Вторая партия мало чем отличалась от первой, только наша
компания несколько увеличилась за счет подошедших зрителей и
игра стала оживленней. Мак Коннор пристально смотрел на доску,
словно хотел загипнотизировать шахматные фигуры и подчинить их
своей воле. Я чувствовал, что он с восторгом пожертвовал бы
тысячей долларов за удовольствие крикнуть "мат" в лицо нашему
невозмутимому противнику. И странно, его угрюмое волнение
непостижимым образом передалось всем нам. Теперь каждый ход
обсуждался с гораздо большей страстностью, и мы спорили до
последней секунды, прежде чем соглашались дать сигнал
Чентовичу. Дойдя до семнадцатого хода, мы с изумлением
обнаружили, что у нас создалась позиция, казавшаяся
поразительно выгодной: мы сумели продвинуть пешку "с" на
предпоследнюю линию, и все, что нам нужно было теперь
сделать,-- это продвинуть ее вперед на "с!". Мы получали
второго ферзя. Однако мы не были вполне спокойны: нам не
верилось, что у нас действительно появился такой очевидный шанс
на выигрыш. Все мы подозревали, что преимущество, которое мы,
казалось, вырвали, было не чем иным, как ловушкой,
расставленной Чентовичем, предвидевшим развитие игры на много
ходов вперед. И все же. как мы ни обсуждали и ни рассматривали
положение со всех сторон, мы не могли разгадать, в чем
заключается подвох. Наконец, когда десять минут уже почти
истекли, мы решили рискнуть сделать этот ход. Мак Коннор уже
взялся за пешку, чтобы передвинуть ее на последний квадрат, как
вдруг чья-то рука остановила его и тихий, но настойчивый голос
произнес:
-- Ради бога, не надо.
Мы все невольно обернулись. За нами стоял человек лет
сорока пяти,-- узкое, с резкими чертами лицо его уже раньше, на
прогулках, привлекло мое внимание своей необычной, мертвенной
бледностью. Видимо, он только что присоединился к нашей
компании, и, погруженные в обсуждение очередного хода, мы не
заметили его появления. Увидев, что мы смотрим на него, он
торопливо продолжал:
-- Если вы сделаете ферзя, он немедленно возьмет его
слоном, которого вы снимете конем. Он же в это время продвинет
свою проходную пешку на "d7" и будет угрожать вашей ладье.

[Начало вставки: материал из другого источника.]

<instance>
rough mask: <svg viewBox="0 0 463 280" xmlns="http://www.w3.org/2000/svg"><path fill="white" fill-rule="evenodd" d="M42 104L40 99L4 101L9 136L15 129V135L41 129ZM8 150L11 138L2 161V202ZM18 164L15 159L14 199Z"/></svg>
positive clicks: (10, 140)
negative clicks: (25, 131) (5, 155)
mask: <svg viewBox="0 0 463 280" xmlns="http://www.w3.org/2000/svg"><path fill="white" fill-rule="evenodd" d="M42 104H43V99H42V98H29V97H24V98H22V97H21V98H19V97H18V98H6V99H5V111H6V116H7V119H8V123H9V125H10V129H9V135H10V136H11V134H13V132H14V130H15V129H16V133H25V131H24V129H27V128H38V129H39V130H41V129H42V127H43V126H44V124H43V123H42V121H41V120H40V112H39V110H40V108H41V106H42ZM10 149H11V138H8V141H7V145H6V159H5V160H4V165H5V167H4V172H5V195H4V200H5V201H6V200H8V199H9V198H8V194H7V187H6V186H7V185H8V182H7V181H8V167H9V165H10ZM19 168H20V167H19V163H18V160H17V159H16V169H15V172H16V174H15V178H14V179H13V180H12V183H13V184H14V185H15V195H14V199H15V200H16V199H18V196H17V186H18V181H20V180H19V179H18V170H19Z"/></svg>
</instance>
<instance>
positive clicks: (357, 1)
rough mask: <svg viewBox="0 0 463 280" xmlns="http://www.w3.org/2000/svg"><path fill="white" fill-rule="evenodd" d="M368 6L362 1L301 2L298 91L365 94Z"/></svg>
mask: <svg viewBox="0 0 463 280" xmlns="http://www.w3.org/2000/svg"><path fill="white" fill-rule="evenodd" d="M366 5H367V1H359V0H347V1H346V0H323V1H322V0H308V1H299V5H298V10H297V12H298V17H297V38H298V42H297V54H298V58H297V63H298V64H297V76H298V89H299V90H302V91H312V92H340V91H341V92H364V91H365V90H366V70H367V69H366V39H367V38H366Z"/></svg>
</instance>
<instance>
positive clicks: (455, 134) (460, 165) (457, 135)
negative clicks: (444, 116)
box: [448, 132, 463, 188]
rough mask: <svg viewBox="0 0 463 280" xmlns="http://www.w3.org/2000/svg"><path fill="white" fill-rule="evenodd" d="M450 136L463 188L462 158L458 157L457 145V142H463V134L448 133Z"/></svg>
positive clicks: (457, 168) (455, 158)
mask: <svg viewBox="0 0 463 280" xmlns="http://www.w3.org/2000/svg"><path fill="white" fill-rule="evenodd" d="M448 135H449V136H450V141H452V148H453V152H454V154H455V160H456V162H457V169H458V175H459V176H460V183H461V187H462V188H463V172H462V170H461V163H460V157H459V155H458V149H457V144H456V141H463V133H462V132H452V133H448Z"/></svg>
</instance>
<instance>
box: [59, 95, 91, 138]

Если даже вы объявите шах конем, все равно партия для вас будет
потеряна-- через девять или десять ходов вы получите мат. Почти
ту же комбинацию применил в 1922 году Алехин, играя против
Боголюбова на шахматном турнире в Пестьене.

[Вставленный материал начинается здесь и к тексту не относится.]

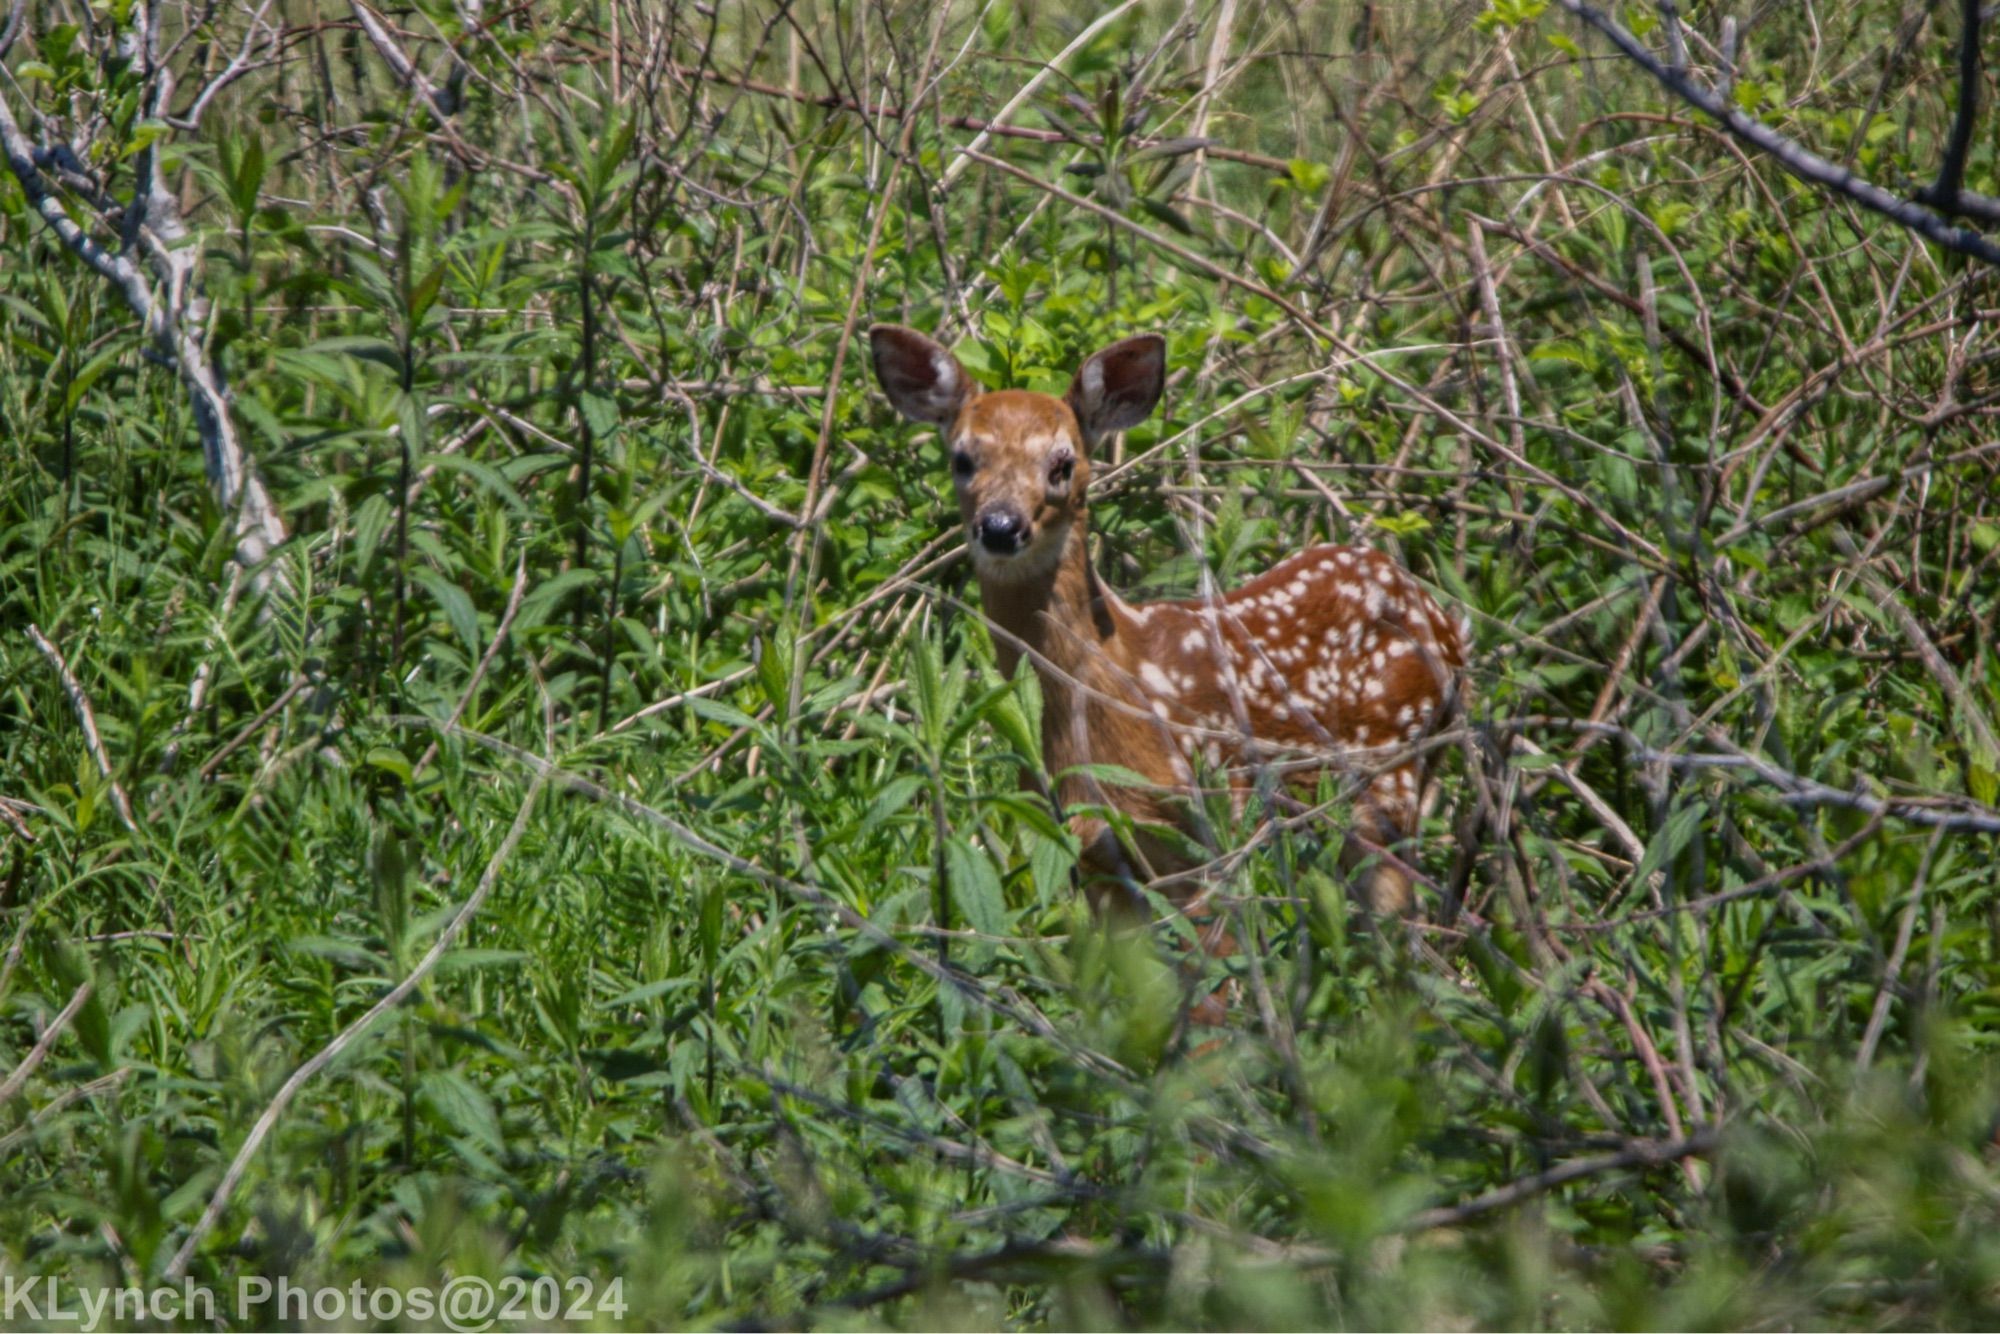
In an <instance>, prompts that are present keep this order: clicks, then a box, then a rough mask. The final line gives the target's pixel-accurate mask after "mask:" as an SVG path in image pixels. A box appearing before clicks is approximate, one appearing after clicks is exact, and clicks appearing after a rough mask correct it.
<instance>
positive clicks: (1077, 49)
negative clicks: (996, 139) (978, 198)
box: [904, 0, 1138, 194]
mask: <svg viewBox="0 0 2000 1334" xmlns="http://www.w3.org/2000/svg"><path fill="white" fill-rule="evenodd" d="M1134 4H1138V0H1124V4H1118V6H1112V8H1110V10H1104V12H1102V14H1098V18H1096V20H1092V22H1090V26H1086V28H1084V30H1082V32H1078V34H1076V38H1072V40H1070V44H1068V46H1064V48H1062V50H1060V52H1056V56H1054V58H1052V60H1048V64H1044V66H1042V68H1040V70H1036V72H1034V78H1030V80H1028V82H1026V84H1022V86H1020V90H1016V92H1014V96H1012V98H1008V100H1006V106H1002V108H1000V114H996V116H994V126H1000V124H1006V118H1008V116H1012V114H1014V112H1018V110H1020V108H1022V104H1024V102H1026V100H1028V98H1032V96H1034V94H1036V92H1038V90H1040V88H1042V84H1046V82H1048V76H1050V74H1054V72H1056V70H1058V68H1060V66H1062V62H1064V60H1068V58H1070V56H1074V54H1076V52H1080V50H1084V48H1086V46H1090V42H1092V40H1094V38H1096V36H1098V34H1100V32H1104V28H1108V26H1110V24H1112V22H1116V20H1118V18H1122V16H1124V12H1126V10H1130V8H1132V6H1134ZM912 120H914V116H912ZM906 128H908V122H906ZM904 138H906V140H908V134H904ZM988 138H992V126H988V128H984V130H980V132H978V134H974V136H972V142H970V144H966V146H964V148H960V150H958V158H954V160H952V164H950V166H948V168H944V176H942V178H940V180H938V194H944V192H946V190H950V188H952V182H954V180H958V176H960V172H964V170H966V162H968V160H970V158H972V156H974V154H978V150H980V148H986V140H988Z"/></svg>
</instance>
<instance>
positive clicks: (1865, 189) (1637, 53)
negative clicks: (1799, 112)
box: [1562, 0, 2000, 268]
mask: <svg viewBox="0 0 2000 1334" xmlns="http://www.w3.org/2000/svg"><path fill="white" fill-rule="evenodd" d="M1562 8H1566V10H1568V12H1570V14H1574V16H1576V18H1580V20H1584V22H1586V24H1590V26H1592V28H1596V30H1598V32H1602V34H1604V36H1606V38H1610V42H1612V46H1616V48H1618V50H1620V52H1624V56H1626V58H1628V60H1632V64H1636V66H1638V68H1642V70H1646V72H1648V74H1652V76H1654V78H1656V80H1658V82H1660V86H1662V88H1666V90H1668V92H1672V94H1674V96H1678V98H1680V100H1684V102H1688V104H1690V106H1694V108H1696V110H1702V112H1706V114H1710V116H1714V118H1716V120H1720V122H1722V126H1724V128H1726V130H1728V132H1730V134H1732V136H1734V138H1738V140H1742V142H1744V144H1748V146H1750V148H1756V150H1760V152H1766V154H1770V156H1772V158H1776V160H1778V166H1782V168H1784V170H1788V172H1790V174H1792V176H1798V178H1800V180H1804V182H1806V184H1812V186H1820V188H1822V190H1830V192H1834V194H1838V196H1842V198H1848V200H1852V202H1856V204H1860V206H1862V208H1866V210H1870V212H1876V214H1882V216H1884V218H1888V220H1890V222H1894V224H1898V226H1902V228H1906V230H1910V232H1916V234H1918V236H1922V238H1924V240H1928V242H1934V244H1938V246H1944V248H1946V250H1956V252H1958V254H1968V256H1972V258H1976V260H1982V262H1986V264H1992V266H1994V268H2000V244H1994V242H1990V240H1986V238H1984V236H1980V234H1978V232H1974V230H1970V228H1962V226H1952V224H1950V222H1946V220H1944V218H1940V216H1938V214H1934V212H1930V210H1928V208H1924V206H1922V204H1912V202H1910V200H1904V198H1898V196H1894V194H1890V192H1888V190H1884V188H1882V186H1878V184H1874V182H1870V180H1862V178H1860V176H1856V174H1854V172H1850V170H1848V168H1844V166H1836V164H1832V162H1828V160H1826V158H1822V156H1820V154H1816V152H1812V150H1810V148H1806V146H1804V144H1796V142H1792V140H1788V138H1786V136H1782V134H1778V132H1776V130H1772V128H1770V126H1768V124H1764V122H1762V120H1754V118H1750V116H1746V114H1744V112H1742V110H1738V108H1736V106H1734V104H1732V102H1726V100H1724V98H1722V96H1720V94H1716V92H1712V90H1708V88H1702V86H1700V84H1696V82H1694V78H1692V76H1690V74H1686V72H1684V70H1672V68H1668V66H1664V64H1660V60H1658V56H1654V54H1652V52H1650V50H1646V46H1644V44H1642V42H1640V40H1638V38H1634V36H1632V34H1630V32H1626V30H1624V28H1622V26H1618V22H1614V20H1612V18H1610V16H1608V14H1604V12H1602V10H1598V8H1594V6H1588V4H1584V2H1582V0H1562Z"/></svg>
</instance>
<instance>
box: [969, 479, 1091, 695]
mask: <svg viewBox="0 0 2000 1334" xmlns="http://www.w3.org/2000/svg"><path fill="white" fill-rule="evenodd" d="M980 598H982V602H984V606H986V620H990V622H992V626H994V630H996V634H994V654H996V656H998V660H1000V670H1002V672H1006V674H1008V676H1012V674H1014V666H1016V664H1018V662H1020V658H1022V654H1026V656H1028V660H1030V662H1032V664H1034V670H1036V674H1038V676H1040V678H1042V694H1044V696H1052V694H1056V692H1058V690H1062V688H1064V686H1066V684H1068V682H1066V678H1076V680H1084V678H1088V676H1092V674H1096V672H1098V670H1102V668H1100V666H1098V664H1100V660H1102V658H1104V656H1108V654H1110V656H1116V640H1118V622H1116V620H1114V616H1112V596H1110V594H1108V592H1106V588H1104V586H1102V584H1100V582H1098V576H1096V570H1092V568H1090V524H1088V520H1086V518H1084V516H1082V514H1078V516H1076V518H1074V520H1072V522H1070V532H1068V534H1066V538H1064V544H1062V550H1060V552H1058V554H1056V558H1054V566H1052V568H1050V570H1048V572H1020V574H1014V576H1012V578H1008V576H994V574H986V572H980Z"/></svg>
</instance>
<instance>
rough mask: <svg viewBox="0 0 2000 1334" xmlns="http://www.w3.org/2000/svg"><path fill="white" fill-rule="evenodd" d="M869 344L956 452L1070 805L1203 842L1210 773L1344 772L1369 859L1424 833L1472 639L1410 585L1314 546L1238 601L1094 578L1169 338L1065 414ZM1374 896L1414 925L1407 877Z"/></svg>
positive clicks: (1122, 356)
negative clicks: (1101, 477) (1162, 592)
mask: <svg viewBox="0 0 2000 1334" xmlns="http://www.w3.org/2000/svg"><path fill="white" fill-rule="evenodd" d="M870 342H872V350H874V368H876V376H878V380H880V382H882V388H884V390H886V392H888V396H890V402H894V404H896V408H898V410H900V412H902V414H904V416H908V418H912V420H920V422H930V424H934V426H938V428H940V432H942V434H944V442H946V448H948V458H950V472H952V484H954V494H956V496H958V508H960V518H962V520H964V524H966V544H968V548H970V550H972V564H974V570H976V572H978V580H980V596H982V602H984V612H986V620H988V624H990V626H992V630H994V646H996V650H998V656H1000V666H1002V670H1008V672H1012V670H1014V664H1016V662H1018V660H1020V658H1022V656H1026V658H1028V660H1030V662H1032V666H1034V670H1036V674H1038V678H1040V684H1042V700H1044V708H1042V758H1044V764H1046V766H1048V768H1050V772H1054V774H1058V776H1060V782H1058V788H1056V794H1058V798H1060V800H1062V802H1064V806H1070V808H1074V806H1082V804H1098V806H1104V804H1110V806H1116V808H1120V810H1124V812H1126V814H1130V816H1132V818H1134V820H1136V822H1140V824H1180V826H1182V828H1184V830H1188V832H1192V834H1196V836H1200V834H1202V828H1200V810H1198V802H1188V800H1186V798H1188V796H1194V788H1196V782H1198V766H1206V768H1208V770H1210V772H1214V774H1218V776H1220V780H1222V782H1226V784H1230V786H1232V788H1234V790H1238V792H1244V790H1248V786H1250V782H1252V778H1254V774H1256V772H1258V770H1260V768H1262V766H1272V764H1276V766H1282V768H1284V772H1288V774H1290V776H1294V778H1300V780H1306V782H1316V776H1318V772H1322V770H1326V768H1328V766H1346V768H1350V770H1354V772H1356V774H1358V776H1362V778H1364V780H1366V782H1364V784H1362V788H1360V794H1358V802H1356V826H1354V830H1352V832H1356V834H1360V836H1362V840H1360V842H1362V844H1364V846H1372V848H1378V846H1384V844H1394V842H1396V840H1400V838H1404V836H1408V834H1412V832H1414V830H1416V818H1418V794H1420V790H1422V760H1420V756H1418V752H1416V750H1414V748H1412V742H1418V740H1422V736H1424V734H1426V732H1428V730H1432V728H1434V726H1438V722H1440V720H1442V718H1444V716H1446V714H1448V712H1450V706H1452V702H1454V700H1456V682H1458V672H1460V670H1462V668H1464V660H1466V632H1464V628H1462V624H1460V622H1456V620H1452V618H1450V616H1446V614H1444V610H1440V608H1438V604H1436V602H1434V600H1432V598H1430V594H1426V592H1424V590H1422V588H1420V586H1418V584H1416V580H1414V578H1410V574H1408V572H1406V570H1402V566H1398V564H1396V562H1394V560H1392V558H1388V556H1384V554H1380V552H1374V550H1368V548H1356V546H1314V548H1310V550H1306V552H1300V554H1298V556H1292V558H1290V560H1284V562H1280V564H1278V566H1274V568H1272V570H1268V572H1264V574H1260V576H1258V578H1254V580H1250V582H1248V584H1244V586H1242V588H1236V590H1234V592H1228V594H1220V596H1212V598H1196V600H1186V602H1152V604H1142V606H1132V604H1128V602H1124V600H1122V598H1120V596H1118V594H1116V592H1112V590H1110V588H1108V586H1106V584H1104V582H1102V580H1100V578H1098V574H1096V570H1094V568H1092V564H1090V550H1088V534H1090V514H1088V486H1090V448H1092V446H1094V444H1096V442H1098V440H1102V438H1104V436H1108V434H1112V432H1116V430H1124V428H1128V426H1132V424H1136V422H1140V420H1144V418H1146V416H1148V414H1150V412H1152V408H1154V404H1156V402H1158V398H1160V392H1162V390H1164V382H1166V344H1164V340H1160V338H1156V336H1138V338H1126V340H1122V342H1116V344H1112V346H1108V348H1104V350H1100V352H1096V354H1094V356H1090V358H1088V360H1086V362H1084V364H1082V366H1080V368H1078V372H1076V378H1074V380H1072V384H1070V390H1068V394H1064V396H1062V398H1054V396H1050V394H1034V392H1026V390H998V392H990V394H988V392H982V390H980V388H978V386H976V384H974V382H972V378H970V376H968V374H966V372H964V368H962V366H960V364H958V360H956V358H954V356H952V354H950V352H948V350H946V348H942V346H940V344H936V342H932V340H930V338H926V336H922V334H918V332H916V330H908V328H898V326H888V324H878V326H874V328H872V330H870ZM1090 764H1118V766H1122V768H1126V770H1132V772H1136V774H1140V776H1142V778H1144V780H1146V786H1134V784H1106V782H1098V780H1094V778H1090V776H1088V772H1076V770H1078V766H1090ZM1072 826H1074V828H1076V832H1078V836H1080V838H1082V844H1084V858H1086V862H1090V864H1092V866H1096V868H1098V870H1106V872H1116V874H1120V876H1126V878H1152V876H1156V874H1158V872H1166V870H1180V868H1182V858H1180V856H1178V854H1176V852H1174V848H1172V846H1170V840H1148V836H1146V834H1144V832H1140V834H1138V836H1136V838H1134V840H1132V846H1126V844H1122V842H1120V840H1118V838H1114V834H1112V830H1110V828H1108V824H1106V820H1102V818H1096V816H1076V818H1072ZM1352 846H1354V844H1352V842H1350V848H1352ZM1372 848H1370V850H1372ZM1128 852H1132V854H1136V856H1138V866H1134V864H1132V860H1130V858H1128V856H1126V854H1128ZM1370 898H1372V900H1374V902H1376V906H1384V908H1396V910H1402V908H1406V906H1408V880H1406V878H1404V876H1402V872H1400V870H1394V868H1392V866H1388V864H1384V868H1382V870H1378V872H1376V878H1374V886H1372V890H1370Z"/></svg>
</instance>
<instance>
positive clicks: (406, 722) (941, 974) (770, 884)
mask: <svg viewBox="0 0 2000 1334" xmlns="http://www.w3.org/2000/svg"><path fill="white" fill-rule="evenodd" d="M384 722H390V724H396V726H414V728H432V730H442V732H450V734H454V736H462V738H466V740H470V742H474V744H476V746H482V748H486V750H490V752H494V754H500V756H506V758H510V760H514V762H516V764H524V766H528V768H532V770H534V772H536V776H538V778H544V780H548V782H554V784H558V786H562V788H564V790H568V792H578V794H582V796H588V798H592V800H596V802H604V804H608V806H616V808H618V810H620V812H624V814H626V816H630V818H634V820H638V822H640V824H646V826H650V828H656V830H660V832H662V834H666V836H668V838H672V840H674V842H678V844H680V846H684V848H688V850H690V852H696V854H700V856H704V858H708V860H712V862H720V864H722V866H728V868H730V870H734V872H736V874H738V876H748V878H750V880H756V882H758V884H762V886H766V888H772V890H780V892H782V894H786V896H788V898H794V900H798V902H802V904H808V906H812V908H820V910H824V912H830V914H832V916H834V918H836V920H838V922H840V924H842V926H846V928H848V930H852V932H858V934H862V936H868V938H870V940H874V942H876V944H880V946H884V948H886V950H890V952H894V954H896V956H900V958H902V960H904V962H908V964H912V966H914V968H918V970H920V972H924V974H926V976H930V978H932V980H934V982H938V984H940V986H950V988H952V990H956V992H958V994H962V996H964V998H966V1000H970V1002H974V1004H978V1006H984V1008H988V1010H992V1012H994V1014H998V1016H1002V1018H1010V1020H1014V1022H1016V1024H1020V1026H1022V1028H1026V1030H1028V1032H1032V1034H1036V1036H1040V1038H1046V1040H1050V1042H1054V1044H1056V1046H1060V1048H1062V1050H1064V1052H1066V1054H1068V1056H1070V1058H1072V1060H1076V1062H1078V1064H1082V1066H1086V1068H1090V1070H1092V1072H1094V1074H1102V1076H1106V1078H1112V1080H1116V1082H1118V1084H1120V1088H1122V1090H1126V1092H1130V1090H1132V1088H1136V1078H1134V1076H1132V1072H1130V1070H1126V1068H1124V1066H1122V1064H1118V1062H1116V1060H1112V1058H1110V1056H1102V1054H1098V1052H1092V1050H1088V1048H1084V1046H1078V1044H1076V1042H1072V1040H1070V1038H1066V1036H1064V1034H1062V1032H1058V1030H1056V1026H1054V1024H1052V1022H1050V1020H1048V1016H1046V1014H1042V1012H1040V1010H1038V1008H1034V1006H1032V1004H1030V1002H1028V1000H1024V998H1020V996H1016V994H1014V992H1012V990H1010V988H996V990H998V992H1000V1000H996V998H994V996H988V994H986V992H984V990H982V988H980V986H978V984H976V982H974V980H972V978H970V976H966V974H964V972H960V970H956V968H946V966H942V964H938V960H934V958H932V956H930V954H924V952H922V950H912V948H908V946H906V944H904V942H902V940H898V938H896V936H894V934H890V932H888V930H884V928H882V926H878V924H876V922H874V920H870V918H866V916H864V914H860V912H856V910H854V908H850V906H848V904H844V902H840V900H838V898H834V896H832V894H828V892H826V890H822V888H818V886H816V884H808V882H802V880H792V878H790V876H780V874H778V872H774V870H766V868H762V866H758V864H756V862H752V860H748V858H742V856H736V854H734V852H730V850H728V848H724V846H720V844H716V842H712V840H708V838H702V836H700V834H696V832H694V830H692V828H690V826H686V824H682V822H680V820H674V818H672V816H668V814H664V812H660V810H654V808H652V806H648V804H644V802H640V800H636V798H632V796H626V794H624V792H614V790H610V788H606V786H602V784H596V782H592V780H588V778H584V776H582V774H570V772H566V770H562V768H560V766H556V764H554V762H552V760H546V758H544V756H538V754H534V752H532V750H522V748H520V746H514V744H512V742H504V740H500V738H498V736H486V734H484V732H472V730H468V728H464V726H454V728H446V726H444V724H442V722H440V720H436V718H426V716H422V714H390V716H388V718H384Z"/></svg>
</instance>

Пораженный Мак Коннор выпустил из рук пешку и, как и все
мы, с немым удивлением уставился на ангела-хранителя,
свалившегося к нам с неба. Ведь предугадать мат за девять ходов
мог только игрок высшего класса, участник международных
состязаний,-- может быть, он направлялся на тот же турнир, что
и Чентович, и будет оспаривать мировое первенство? Как бы то ни
было, его внезапное появление, его вмешательство в игру в самый
критический момент показалось нам чем-то сверхъестественным.
Первым пришел в себя Мак Коннор.
-- Что же вы посоветуете? -- прошептал он возбужденно.